Read in combination, these provisions can be interpreted to mean that the superintendent can be required to grant an EOT, even where none has been claimed. In turn, this means that a claim by the principal for liquidated damages can sometimes be defeated (even where no EOT has been claimed).
To address this problem, principals will often clarify this clause to state the superintendent’s power to grant an EOT under this clause exists solely for the benefit of the principal, and that the superintendent is not under any obligation to act reasonably or to take into account the interests of the contractor when exercising it.
You can read more about unilateral EOTs here.
8. Subcontractor and supplier warranties
The laws around privity of contract mean that, if there are defects in the work which the head contractor is unwilling or unable to rectify (eg due to its insolvency), the principal may not be able to bring a claim directly against the subcontractor or supplier responsible.

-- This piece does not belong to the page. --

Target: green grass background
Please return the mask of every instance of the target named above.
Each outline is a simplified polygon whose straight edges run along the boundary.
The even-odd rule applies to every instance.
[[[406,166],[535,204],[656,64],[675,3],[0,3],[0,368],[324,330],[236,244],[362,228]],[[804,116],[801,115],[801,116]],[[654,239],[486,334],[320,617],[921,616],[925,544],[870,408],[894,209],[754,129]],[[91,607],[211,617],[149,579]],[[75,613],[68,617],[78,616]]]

To address this issue, principals will often incorporate obligations into the contract that require the head contractor to provide:
- subcontractor and/or supplier undertakings (in favour of the principal) at the beginning of the project; and
- subcontractor and/or supplier warranty deeds (in favour of the principal) around the time of practical completion.
These documents are often in a prescribed form, included in a contract annexure.
9. Other changes
This note summarises some of the more common amendments principals seek to make to AS 4902, but they are by no means the only ones.
As a principal, it is important to keep in mind that the risk profile you incorporate into your contract will typically be reflected in your pricing. Market conditions should always be taken into account in preparing a construction contract.
Although it is obviously important for principals to ensure their contracts contain adequate protections, tweaking the risk profile too far can result in unnecessary risk premiums being incorporated into contractor pricing (and in some cases, contractors not being willing to tender at all).